Data from topometric maps: index of surface variance (ISV), index of vertical asymmetry (IVA), keratoconus-index (KI), centre keratoconus-index (CKI), index of height asymmetry (IHA), index of height decentration (IHD), and radii minimum (Rmin).

Data from the BAD: D values representing the front surface (Df), back surface (Db), pachymetric progression (Dp), thinnest point (Dt), thinnest point displacement (Da), and final (D), pachymetric progression indices – maximum (PImax), minimum (PImin) and average (PIavg).

Statistical analysis

Categorical variables were presented in number and percentage (%) and continuous variables were presented as mean ± SD. The normality of data was tested by the Kolmogorov Smirnov test. Qualitative variables were compared using Pearson's Chi-Square test/Fisher's exact test. One way ANOVA was used to test the mean values between the 3 groups, followed by Tukey HSD Post-hoc test for multiple comparisons. The receiver operating characteristic (ROC) curve with area under the curve (AUC) was plotted for Pentacam parameters between the 3 groups. The diagnostic specificity and sensitivity of the main parameters (AUC >0.7) for distinguishing fellow eyes from normal eyes were evaluated, and cut-off points were presented.
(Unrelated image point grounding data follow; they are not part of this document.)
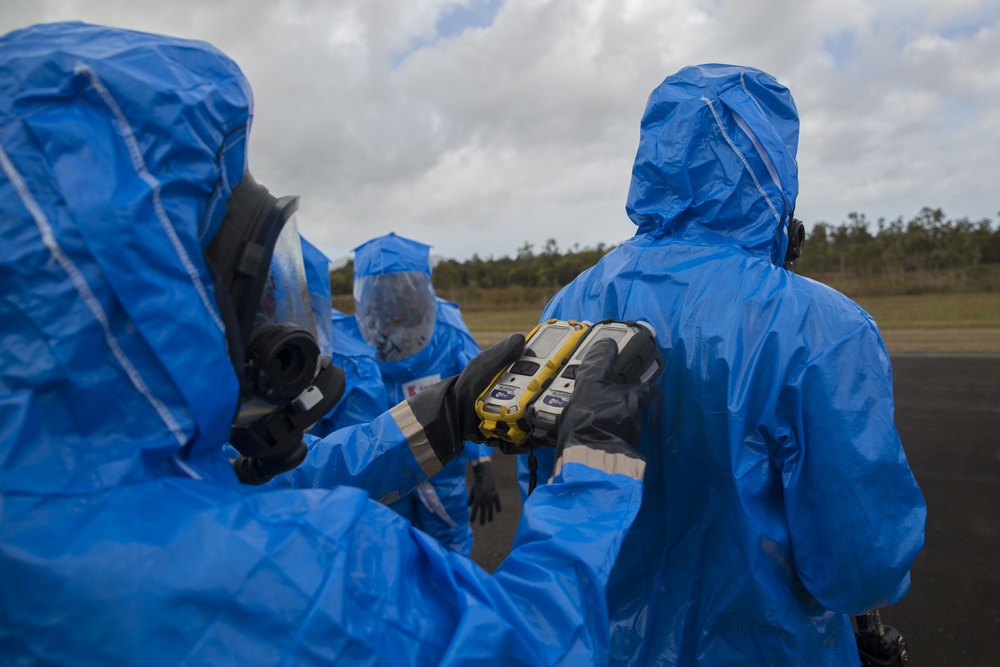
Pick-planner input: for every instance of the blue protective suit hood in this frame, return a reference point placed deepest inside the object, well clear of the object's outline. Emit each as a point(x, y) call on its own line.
point(118, 153)
point(717, 144)
point(391, 254)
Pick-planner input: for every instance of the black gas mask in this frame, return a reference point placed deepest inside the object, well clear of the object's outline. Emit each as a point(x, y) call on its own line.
point(796, 239)
point(285, 384)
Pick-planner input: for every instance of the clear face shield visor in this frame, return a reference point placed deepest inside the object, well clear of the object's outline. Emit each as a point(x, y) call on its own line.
point(396, 313)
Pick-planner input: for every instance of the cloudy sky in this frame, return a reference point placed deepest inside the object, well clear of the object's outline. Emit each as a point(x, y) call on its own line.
point(479, 125)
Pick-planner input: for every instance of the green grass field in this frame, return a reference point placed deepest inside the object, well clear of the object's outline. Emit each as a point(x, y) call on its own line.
point(921, 323)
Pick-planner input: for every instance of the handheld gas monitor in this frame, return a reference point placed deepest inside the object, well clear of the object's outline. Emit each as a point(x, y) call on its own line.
point(501, 408)
point(638, 360)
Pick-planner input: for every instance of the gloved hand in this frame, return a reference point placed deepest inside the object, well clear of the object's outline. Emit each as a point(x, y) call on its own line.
point(447, 411)
point(483, 496)
point(602, 415)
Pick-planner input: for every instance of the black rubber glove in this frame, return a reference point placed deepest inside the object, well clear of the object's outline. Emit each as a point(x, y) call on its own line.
point(446, 412)
point(603, 415)
point(483, 496)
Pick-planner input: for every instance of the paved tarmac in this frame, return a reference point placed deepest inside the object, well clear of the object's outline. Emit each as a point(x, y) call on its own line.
point(948, 415)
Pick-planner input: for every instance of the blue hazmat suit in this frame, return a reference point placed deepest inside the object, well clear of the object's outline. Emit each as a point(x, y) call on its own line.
point(778, 498)
point(125, 537)
point(364, 396)
point(436, 344)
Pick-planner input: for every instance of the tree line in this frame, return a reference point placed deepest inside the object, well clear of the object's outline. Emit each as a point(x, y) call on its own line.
point(927, 242)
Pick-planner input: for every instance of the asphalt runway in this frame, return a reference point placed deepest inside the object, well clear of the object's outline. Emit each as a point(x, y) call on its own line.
point(948, 416)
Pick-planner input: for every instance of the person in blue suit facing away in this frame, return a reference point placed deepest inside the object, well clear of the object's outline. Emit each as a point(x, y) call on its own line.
point(778, 499)
point(153, 307)
point(365, 396)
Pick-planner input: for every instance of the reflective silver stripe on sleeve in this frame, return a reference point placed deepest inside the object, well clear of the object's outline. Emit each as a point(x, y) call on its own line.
point(416, 438)
point(617, 463)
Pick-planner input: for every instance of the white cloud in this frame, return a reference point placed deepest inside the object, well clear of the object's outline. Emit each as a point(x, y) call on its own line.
point(525, 129)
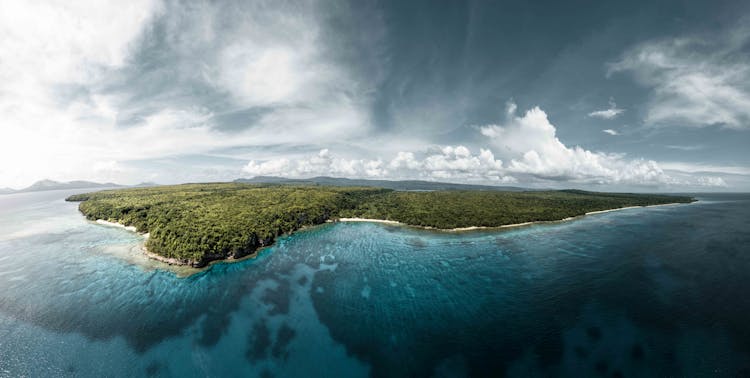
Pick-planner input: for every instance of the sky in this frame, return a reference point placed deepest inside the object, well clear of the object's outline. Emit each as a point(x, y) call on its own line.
point(600, 95)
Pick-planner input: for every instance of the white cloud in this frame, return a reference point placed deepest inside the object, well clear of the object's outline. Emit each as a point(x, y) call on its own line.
point(610, 113)
point(445, 163)
point(531, 144)
point(696, 81)
point(267, 56)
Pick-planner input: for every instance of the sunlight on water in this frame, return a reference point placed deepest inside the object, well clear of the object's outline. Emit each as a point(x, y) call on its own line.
point(640, 292)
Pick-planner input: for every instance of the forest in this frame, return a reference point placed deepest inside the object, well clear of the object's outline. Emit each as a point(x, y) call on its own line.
point(199, 223)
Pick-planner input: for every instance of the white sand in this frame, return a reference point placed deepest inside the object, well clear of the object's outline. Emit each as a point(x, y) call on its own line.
point(459, 229)
point(368, 220)
point(113, 224)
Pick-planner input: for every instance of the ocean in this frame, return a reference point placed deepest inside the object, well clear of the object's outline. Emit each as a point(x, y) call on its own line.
point(659, 291)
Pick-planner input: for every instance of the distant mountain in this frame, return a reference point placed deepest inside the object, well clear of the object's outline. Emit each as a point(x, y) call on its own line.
point(145, 184)
point(395, 185)
point(43, 185)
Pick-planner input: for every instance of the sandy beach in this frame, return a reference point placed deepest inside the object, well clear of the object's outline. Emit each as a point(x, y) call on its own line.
point(473, 228)
point(113, 224)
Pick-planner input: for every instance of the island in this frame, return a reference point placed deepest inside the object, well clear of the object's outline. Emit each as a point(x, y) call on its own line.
point(194, 224)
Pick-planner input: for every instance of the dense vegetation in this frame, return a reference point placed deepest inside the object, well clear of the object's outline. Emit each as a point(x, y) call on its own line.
point(198, 223)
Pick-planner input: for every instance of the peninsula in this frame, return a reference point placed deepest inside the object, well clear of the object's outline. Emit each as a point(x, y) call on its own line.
point(194, 224)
A probability value (P value) less than 0.05 was considered as significant at 95% confidence level. The statistical package for social sciences (SPSS) version 24.0 was used in the analysis.

Results

Fifteen eyes of 15 unilateral keratoconus patients (10 males and 5 females) and 34 eyes of 34 normal refractive surgery candidates were analysed (17 males and 17 females). Out of 15 unilateral keratoconus eyes, advanced keratoconus manifested in 11 left eyes and 4 right eyes, which was statistically significant (P < 0.001). The ratio of male to female patients was 2:1 in the unilateral KCN group and 1:1 in the Normal group, respectively. The mean age was 26.4 ± 4.08 (range: 18-33) years in the unilateral KCN and 25.22 ± 4.24 (range: 18-35) years in the normal, which was not statistically different.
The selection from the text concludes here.